Multimedia GPT connects your OpenAI GPT with vision and audio. You can now send images, videos (in development), and even audio recordings using your OpenAI API key. We base our project on Microsoft's Visual ChatGPT, which achieves some success just by tuning the prompts.

Check-out our project here! We also have a cool demo where Multimedia GPT successfully understands a person telling a story!

https://preview.redd.it/6x6pjamt30oa1.png?width=3024&format=png&auto=webp&v=enabled&s=30f6c9e5b9329642ebda40241f4ac2aca464c4d8

https://preview.redd.it/3dr5tamt30oa1.png?width=2950&format=png&auto=webp&v=enabled&s=9b3fc71822a7b1f9bc008ffb57b49b6b2c4bfb6d

Any suggestion is appreciated~

Comments

You must log in or register to comment.

MysteryInc152 t1_jcdthob wrote on March 16, 2023 at 2:41 AM

Are you using Gpt-Vision ? Or are there separate assortments of visual foundation models ?

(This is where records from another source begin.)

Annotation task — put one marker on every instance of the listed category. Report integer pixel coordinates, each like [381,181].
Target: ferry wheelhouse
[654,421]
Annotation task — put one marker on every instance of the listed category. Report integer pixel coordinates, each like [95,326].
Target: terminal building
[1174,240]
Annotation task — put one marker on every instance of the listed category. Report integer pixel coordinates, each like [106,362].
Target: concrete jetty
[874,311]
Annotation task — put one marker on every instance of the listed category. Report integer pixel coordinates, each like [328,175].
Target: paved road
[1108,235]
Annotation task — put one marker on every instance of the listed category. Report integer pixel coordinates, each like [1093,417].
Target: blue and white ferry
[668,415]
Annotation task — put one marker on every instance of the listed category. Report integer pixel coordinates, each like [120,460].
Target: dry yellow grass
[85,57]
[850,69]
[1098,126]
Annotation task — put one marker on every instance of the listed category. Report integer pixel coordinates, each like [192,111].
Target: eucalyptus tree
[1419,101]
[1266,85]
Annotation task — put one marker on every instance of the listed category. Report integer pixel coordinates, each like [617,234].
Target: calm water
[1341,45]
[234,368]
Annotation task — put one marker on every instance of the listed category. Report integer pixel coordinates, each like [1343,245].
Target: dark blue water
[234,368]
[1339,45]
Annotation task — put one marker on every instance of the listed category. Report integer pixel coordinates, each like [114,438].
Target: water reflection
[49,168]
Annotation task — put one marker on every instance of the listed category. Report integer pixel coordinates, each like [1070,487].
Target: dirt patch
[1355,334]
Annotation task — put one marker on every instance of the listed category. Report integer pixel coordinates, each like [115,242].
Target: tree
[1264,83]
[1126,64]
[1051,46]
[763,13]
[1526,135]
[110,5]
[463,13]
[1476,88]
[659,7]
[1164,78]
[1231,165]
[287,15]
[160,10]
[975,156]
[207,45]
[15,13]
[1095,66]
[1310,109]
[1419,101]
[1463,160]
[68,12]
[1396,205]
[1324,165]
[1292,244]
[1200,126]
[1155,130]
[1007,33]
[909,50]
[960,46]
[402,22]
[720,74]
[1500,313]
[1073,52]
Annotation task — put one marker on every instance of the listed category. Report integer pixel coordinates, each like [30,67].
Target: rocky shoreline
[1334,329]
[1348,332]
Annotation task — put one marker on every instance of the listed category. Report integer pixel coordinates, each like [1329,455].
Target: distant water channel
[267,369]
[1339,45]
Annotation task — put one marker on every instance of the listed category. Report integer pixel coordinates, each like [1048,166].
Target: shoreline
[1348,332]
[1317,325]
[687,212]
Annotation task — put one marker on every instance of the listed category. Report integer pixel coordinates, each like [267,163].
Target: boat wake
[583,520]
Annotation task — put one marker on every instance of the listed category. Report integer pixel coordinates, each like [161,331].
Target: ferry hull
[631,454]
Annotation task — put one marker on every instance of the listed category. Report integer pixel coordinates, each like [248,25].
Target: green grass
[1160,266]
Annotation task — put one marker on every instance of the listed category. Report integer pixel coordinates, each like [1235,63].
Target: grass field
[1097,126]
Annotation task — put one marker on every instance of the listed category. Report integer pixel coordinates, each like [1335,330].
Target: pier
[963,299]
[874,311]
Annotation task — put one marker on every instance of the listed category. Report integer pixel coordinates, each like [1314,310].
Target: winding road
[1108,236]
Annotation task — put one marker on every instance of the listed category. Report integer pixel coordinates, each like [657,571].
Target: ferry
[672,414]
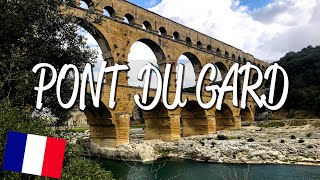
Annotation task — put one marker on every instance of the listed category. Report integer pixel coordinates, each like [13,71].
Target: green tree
[35,32]
[303,69]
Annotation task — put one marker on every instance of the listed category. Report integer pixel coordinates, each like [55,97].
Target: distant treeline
[303,69]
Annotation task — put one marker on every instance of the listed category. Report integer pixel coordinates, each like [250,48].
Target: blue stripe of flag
[14,154]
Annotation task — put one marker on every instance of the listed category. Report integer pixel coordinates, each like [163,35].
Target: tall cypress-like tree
[33,32]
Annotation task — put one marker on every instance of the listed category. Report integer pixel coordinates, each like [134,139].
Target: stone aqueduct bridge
[168,40]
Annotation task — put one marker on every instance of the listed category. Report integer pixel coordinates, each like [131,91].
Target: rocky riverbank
[282,145]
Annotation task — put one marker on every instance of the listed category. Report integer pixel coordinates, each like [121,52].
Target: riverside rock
[235,150]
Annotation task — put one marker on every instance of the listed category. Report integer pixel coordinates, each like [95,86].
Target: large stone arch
[101,39]
[194,120]
[102,126]
[156,49]
[161,124]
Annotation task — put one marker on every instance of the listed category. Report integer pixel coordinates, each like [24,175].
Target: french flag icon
[33,154]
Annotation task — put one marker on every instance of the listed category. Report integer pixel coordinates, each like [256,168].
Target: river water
[188,169]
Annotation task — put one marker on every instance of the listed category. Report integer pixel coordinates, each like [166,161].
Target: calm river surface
[188,169]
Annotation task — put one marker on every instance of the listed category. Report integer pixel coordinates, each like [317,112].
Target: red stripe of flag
[53,158]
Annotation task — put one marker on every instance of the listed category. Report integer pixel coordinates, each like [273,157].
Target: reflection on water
[187,169]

Empty-Revolution7570 OP t1_jcdtuff wrote on March 16, 2023 at 2:43 AM

Yes, I included all the VFMs. I added upon those a few more, such as OpenAI Whisper. Still exploring how to incorporate video models

MysteryInc152 t1_jcduvhn wrote on March 16, 2023 at 2:51 AM

I'm sorry maybe I want clear but you obviously have API access to GPT-4 right ? Does this access include an API call to their Vision model ? Or are you sending the images straight to BLIP and the like.

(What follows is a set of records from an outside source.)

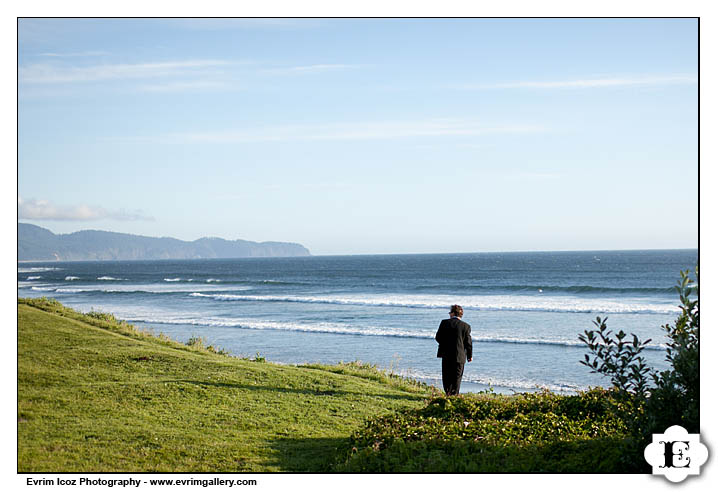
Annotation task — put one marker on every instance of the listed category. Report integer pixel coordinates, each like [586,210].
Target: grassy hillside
[97,395]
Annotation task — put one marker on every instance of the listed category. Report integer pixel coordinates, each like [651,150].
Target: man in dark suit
[454,337]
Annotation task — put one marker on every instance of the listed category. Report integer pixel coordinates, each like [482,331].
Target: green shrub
[529,432]
[674,398]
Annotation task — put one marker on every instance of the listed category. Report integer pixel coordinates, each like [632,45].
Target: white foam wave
[566,304]
[332,328]
[515,384]
[146,288]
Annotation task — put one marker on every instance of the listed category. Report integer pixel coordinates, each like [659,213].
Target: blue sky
[364,135]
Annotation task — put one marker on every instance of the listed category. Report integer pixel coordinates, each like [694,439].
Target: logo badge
[676,454]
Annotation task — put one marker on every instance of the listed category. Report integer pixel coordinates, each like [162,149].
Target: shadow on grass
[308,455]
[607,455]
[303,391]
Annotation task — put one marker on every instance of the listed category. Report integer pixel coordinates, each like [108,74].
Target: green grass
[539,432]
[97,395]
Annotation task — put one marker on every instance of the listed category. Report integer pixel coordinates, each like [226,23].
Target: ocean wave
[517,384]
[480,303]
[141,289]
[538,288]
[335,328]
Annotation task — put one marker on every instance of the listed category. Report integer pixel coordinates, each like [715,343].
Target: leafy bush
[674,397]
[530,432]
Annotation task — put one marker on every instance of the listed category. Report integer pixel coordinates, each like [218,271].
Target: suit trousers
[451,374]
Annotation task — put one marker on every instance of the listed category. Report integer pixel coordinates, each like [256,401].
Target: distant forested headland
[37,243]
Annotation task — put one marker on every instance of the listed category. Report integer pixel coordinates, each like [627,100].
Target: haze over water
[526,309]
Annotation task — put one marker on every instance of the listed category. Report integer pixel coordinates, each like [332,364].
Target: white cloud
[357,131]
[46,73]
[590,83]
[44,210]
[74,55]
[189,85]
[317,68]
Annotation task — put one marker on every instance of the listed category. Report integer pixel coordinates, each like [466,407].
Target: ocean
[526,310]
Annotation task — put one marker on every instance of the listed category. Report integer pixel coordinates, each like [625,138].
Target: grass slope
[97,395]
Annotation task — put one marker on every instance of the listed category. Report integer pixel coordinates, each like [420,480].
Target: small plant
[674,397]
[200,343]
[617,358]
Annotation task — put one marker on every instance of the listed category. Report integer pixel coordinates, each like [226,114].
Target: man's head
[457,311]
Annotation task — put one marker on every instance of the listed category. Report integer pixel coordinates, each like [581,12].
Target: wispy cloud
[45,73]
[74,55]
[187,85]
[44,210]
[356,131]
[209,24]
[589,82]
[305,69]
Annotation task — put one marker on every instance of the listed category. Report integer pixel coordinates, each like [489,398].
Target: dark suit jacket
[454,337]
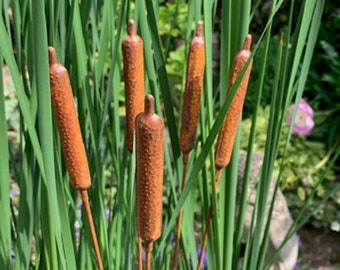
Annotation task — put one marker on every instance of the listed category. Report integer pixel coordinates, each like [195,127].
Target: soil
[319,249]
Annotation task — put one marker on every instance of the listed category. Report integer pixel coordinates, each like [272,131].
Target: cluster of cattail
[226,136]
[71,138]
[148,129]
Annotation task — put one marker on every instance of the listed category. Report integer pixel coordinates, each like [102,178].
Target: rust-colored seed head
[68,125]
[134,80]
[149,151]
[192,93]
[226,137]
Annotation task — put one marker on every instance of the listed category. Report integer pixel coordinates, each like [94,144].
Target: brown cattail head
[149,151]
[134,80]
[226,137]
[192,93]
[68,125]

Empty-Revolution7570 OP t1_jcdv1nt wrote on March 16, 2023 at 2:53 AM

No, it understands image through other models on hugging face, and outputs image with diffusers or OpenAI dalle

ml_head t1_jcf3e64 wrote on March 16, 2023 at 11:41 AM

So, the model recognized the Cinderella story in the audio. But how do we know that summary was generated from the audio, and not from prior knowledge of the story? I know that those models can do this task. However, for the demo I would use an original story instead.

Empty-Revolution7570 OP t1_jcfx1wv wrote on March 16, 2023 at 3:29 PM

That makes sense!

Based on how it works it think original stories would also work.

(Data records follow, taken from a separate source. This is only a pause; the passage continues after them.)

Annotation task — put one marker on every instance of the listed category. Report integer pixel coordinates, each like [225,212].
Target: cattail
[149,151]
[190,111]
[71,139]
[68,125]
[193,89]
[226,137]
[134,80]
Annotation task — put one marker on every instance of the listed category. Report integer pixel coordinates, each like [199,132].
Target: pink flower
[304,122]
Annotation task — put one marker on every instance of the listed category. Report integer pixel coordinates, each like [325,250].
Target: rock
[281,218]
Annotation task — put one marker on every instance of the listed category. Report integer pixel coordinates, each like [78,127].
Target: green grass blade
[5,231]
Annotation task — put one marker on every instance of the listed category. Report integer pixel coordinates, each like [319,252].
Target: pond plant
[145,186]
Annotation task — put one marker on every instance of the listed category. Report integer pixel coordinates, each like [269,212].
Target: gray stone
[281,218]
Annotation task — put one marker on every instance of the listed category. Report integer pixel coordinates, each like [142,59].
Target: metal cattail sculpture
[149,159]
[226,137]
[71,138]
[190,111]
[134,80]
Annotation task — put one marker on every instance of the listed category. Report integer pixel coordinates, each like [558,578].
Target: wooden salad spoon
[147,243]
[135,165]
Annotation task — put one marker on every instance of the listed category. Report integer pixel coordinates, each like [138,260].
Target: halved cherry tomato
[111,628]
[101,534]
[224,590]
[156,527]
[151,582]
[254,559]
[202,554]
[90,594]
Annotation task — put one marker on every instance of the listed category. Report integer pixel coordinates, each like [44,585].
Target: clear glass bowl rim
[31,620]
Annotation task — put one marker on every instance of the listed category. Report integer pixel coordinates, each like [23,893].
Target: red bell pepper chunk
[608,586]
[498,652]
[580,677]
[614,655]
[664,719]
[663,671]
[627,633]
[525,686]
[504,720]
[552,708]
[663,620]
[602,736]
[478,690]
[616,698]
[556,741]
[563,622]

ml_head t1_jcjyon2 wrote on March 17, 2023 at 11:43 AM

I'm sure that it does. And would beca better demo of the technology. Maybe, keep the Cinderella story too, since some people wouldn't read your original story and wouldn't be able to tell if the summary is good. You might want to add an image with your original story in a format that wouldn't be easy to OCR, like using weird font on noisy background. In this way you are making the story available to humans but taking measures to hide it from any web crawler used by language models.